American college football season

The 2012 Mississippi Valley State Delta Devils football team represented Mississippi Valley State University as a member of the East Division of the Southwestern Athletic Conference (SWAC) during the 2012 NCAA Division I FCS football season. Led by third-year head coach Karl Morgan, the Delta Devils compiled an overall record of 5–6 and a mark of 5–4 in conference play, placing fourth in the SWAC's East Division.

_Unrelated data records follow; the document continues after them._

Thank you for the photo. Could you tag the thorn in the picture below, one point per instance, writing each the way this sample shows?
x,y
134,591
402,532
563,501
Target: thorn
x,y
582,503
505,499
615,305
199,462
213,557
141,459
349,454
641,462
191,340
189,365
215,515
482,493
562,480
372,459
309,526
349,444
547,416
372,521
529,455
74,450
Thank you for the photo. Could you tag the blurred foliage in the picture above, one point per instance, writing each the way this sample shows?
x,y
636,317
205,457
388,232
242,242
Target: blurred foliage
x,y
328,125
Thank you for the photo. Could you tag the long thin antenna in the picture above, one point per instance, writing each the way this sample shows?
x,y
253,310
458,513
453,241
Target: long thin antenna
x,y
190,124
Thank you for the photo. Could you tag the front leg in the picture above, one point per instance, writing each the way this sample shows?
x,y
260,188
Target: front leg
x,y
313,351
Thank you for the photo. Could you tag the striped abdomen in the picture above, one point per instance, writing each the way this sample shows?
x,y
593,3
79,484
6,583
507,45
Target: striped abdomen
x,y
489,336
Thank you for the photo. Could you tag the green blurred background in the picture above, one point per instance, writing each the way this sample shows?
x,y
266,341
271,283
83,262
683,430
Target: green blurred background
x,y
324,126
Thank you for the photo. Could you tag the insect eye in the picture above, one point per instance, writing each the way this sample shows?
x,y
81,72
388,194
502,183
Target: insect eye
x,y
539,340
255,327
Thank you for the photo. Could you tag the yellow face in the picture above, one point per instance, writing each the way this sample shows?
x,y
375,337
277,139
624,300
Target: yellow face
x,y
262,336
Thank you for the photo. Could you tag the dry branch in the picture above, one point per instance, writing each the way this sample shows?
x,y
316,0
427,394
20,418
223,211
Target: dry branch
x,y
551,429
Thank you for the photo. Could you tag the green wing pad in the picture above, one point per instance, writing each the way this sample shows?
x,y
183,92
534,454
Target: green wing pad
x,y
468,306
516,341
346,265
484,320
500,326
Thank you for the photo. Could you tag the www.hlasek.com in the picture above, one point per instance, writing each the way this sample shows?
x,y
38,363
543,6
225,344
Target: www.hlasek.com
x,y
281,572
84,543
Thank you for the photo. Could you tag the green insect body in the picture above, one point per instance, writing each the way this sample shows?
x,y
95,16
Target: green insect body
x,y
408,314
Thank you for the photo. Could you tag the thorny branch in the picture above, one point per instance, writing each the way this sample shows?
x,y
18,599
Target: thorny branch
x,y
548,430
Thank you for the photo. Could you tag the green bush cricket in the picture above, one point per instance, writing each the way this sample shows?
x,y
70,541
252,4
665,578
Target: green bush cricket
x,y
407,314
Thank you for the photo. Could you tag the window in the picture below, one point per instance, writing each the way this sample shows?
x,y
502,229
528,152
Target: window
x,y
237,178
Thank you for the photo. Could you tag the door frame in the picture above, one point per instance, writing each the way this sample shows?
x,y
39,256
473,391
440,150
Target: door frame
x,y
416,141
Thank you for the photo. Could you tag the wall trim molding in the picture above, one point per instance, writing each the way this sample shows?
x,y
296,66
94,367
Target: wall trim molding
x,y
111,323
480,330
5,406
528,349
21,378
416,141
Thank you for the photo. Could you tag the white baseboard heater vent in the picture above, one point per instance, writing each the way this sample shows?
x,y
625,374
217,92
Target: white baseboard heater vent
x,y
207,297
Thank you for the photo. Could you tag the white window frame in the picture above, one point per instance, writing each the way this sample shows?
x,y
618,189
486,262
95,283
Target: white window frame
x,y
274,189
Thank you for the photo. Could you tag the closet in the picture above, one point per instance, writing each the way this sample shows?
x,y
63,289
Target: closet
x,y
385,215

Mississippi Valley State played home games at Rice–Totten Stadium in Itta Bena, Mississippi.

==Schedule==

| Date | Time | Opponent | Site | TV | Result | Attendance |
| September 1 | 5:00 pm | Concordia (AL)* | Rice–Totten Stadium; Itta Bena, MS; |  | L 19–20 | 3,092 |
| September 8 | 1:00 pm | at Alabama State | Cramton Bowl; Montgomery, AL; |  | L 7–29 | 11,804 |
| September 13 | 6:30 pm | at Southern | A. W. Mumford Stadium; Baton Rouge, LA; | ESPNU | W 6–0 | 7,788 |
| September 22 | 6:00 pm | at Northwestern State* | Harry Turpin Stadium; Natchitoches, LA; |  | L 14–45 | 8,245 |
| October 6 | 2:00 pm | Alabama A&M | Rice–Totten Stadium; Itta Bena, MS; |  | L 0–35 | 4,296 |
| October 13 | 2:00 pm | Grambling State | Rice–Totten Stadium; Itta Bena, MS; |  | W 45–21 | 4,076 |
| October 20 | 3:00 pm | at Jackson State | Mississippi Veterans Memorial Stadium; Jackson, MS; | SWAC TV | L 7–14 ^{2OT} | 10,000 |
| October 27 | 2:30 pm | at Arkansas–Pine Bluff | Golden Lion Stadium; Pine Bluff, AR; |  | L 0–10 | 14,604 |
| November 3 | 1:00 pm | Alcorn State | Rice–Totten Stadium; Itta Bena, MS; |  | W 33–9 | 6,708 |
| November 10 | 1:00 pm | Prairie View A&M | Rice–Totten Stadium; Itta Bena, MS; |  | W 22–20 | 2,059 |
| November 17 | 1:00 pm | at Texas Southern | BBVA Compass Stadium; Houston, TX; |  | W 34–3 | 954 |
*Non-conference game; Homecoming; All times are in Central time;

==Media==
All Delta Devils games were carried live on WVSD radio.